Explanation of Mutual Induction
Electromagnetic induction which is produced in the secondary coil due to the non-uniform flow of current in the primary coil is called mutual induction. It is the production of an electromotive force in a circuit by a change in the current in an adjacent circuit which is linked to the first by the flux lines of a magnetic field.
Explanation: Let us consider two coils P and S. They are kept very close to each other. A battery and a tapping key are connected to the coil P [Figure). It is called the primary coil. A galvanometer is connected to the coil, S. It is called the secondary coil.

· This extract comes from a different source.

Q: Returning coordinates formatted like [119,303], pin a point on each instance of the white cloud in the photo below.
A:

Now, if a current is allowed to flow in the primary coil P by pressing the tapping key, then the galvanometer in the secondary coil S will give deflection. If the circuit is disconnected by releasing the key, then also the galvanometer will show deflection. But this deflection is in the opposite direction to the previous one. The reason for the flow of current in the secondary coil when the circuit in the primary coil is disconnected is described below.

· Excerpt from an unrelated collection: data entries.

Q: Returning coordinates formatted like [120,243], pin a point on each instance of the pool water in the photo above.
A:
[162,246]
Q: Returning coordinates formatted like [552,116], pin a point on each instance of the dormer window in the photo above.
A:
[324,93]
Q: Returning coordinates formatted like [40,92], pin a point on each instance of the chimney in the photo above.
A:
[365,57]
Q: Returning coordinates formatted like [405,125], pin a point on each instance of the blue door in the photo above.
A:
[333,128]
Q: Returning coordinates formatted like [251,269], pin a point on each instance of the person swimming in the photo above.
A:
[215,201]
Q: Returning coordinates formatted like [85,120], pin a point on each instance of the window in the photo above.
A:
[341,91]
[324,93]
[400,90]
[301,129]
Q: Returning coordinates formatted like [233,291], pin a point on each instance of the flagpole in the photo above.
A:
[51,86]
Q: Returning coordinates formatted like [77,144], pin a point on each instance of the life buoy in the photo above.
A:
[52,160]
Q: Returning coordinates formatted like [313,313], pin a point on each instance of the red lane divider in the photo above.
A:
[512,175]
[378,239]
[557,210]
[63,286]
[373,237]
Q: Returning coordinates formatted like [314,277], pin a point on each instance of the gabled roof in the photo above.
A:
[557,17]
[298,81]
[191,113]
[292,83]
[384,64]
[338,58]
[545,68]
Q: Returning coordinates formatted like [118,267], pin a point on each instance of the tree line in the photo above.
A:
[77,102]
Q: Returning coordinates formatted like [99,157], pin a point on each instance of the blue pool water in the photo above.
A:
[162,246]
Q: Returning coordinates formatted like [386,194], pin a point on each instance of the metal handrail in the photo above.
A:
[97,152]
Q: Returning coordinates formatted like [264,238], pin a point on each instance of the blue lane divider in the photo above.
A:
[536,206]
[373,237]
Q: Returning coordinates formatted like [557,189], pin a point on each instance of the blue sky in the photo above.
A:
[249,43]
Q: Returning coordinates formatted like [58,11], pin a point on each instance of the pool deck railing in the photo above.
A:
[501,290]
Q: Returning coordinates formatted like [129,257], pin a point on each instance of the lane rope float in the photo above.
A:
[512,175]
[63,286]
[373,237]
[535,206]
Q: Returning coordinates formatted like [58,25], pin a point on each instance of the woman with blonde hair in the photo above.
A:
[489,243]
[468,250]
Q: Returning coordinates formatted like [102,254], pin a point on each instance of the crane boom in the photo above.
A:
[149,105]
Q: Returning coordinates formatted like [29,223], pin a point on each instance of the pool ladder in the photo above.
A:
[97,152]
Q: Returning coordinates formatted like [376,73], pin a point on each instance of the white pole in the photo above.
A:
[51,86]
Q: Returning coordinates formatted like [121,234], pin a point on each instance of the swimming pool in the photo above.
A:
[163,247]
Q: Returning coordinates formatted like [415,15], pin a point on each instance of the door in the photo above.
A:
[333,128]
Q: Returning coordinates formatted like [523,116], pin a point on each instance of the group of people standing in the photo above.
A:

If the tapping key is pressed, the current in the circuit starts increasing from zero to a fixed value. Due to this change of current the magnetic flux in the secondary coil changes: consequently, according to Faraday’s Law, induced electromotive force is produced in the secondary coil. As a result, current flows in the secondary coil. Due to this current, the galvanometer shows deflection. Now, if the tapping key is released, then the circuit becomes disconnected and current in the circuit falls from the constant value to zero. During this time magnetic flux in the secondary coil changes which creates electromotive force. The direction of this electromotive force is opposite to the previous one, so, also the direction of the current. As a result, the galvanometer gives deflection in the opposite direction.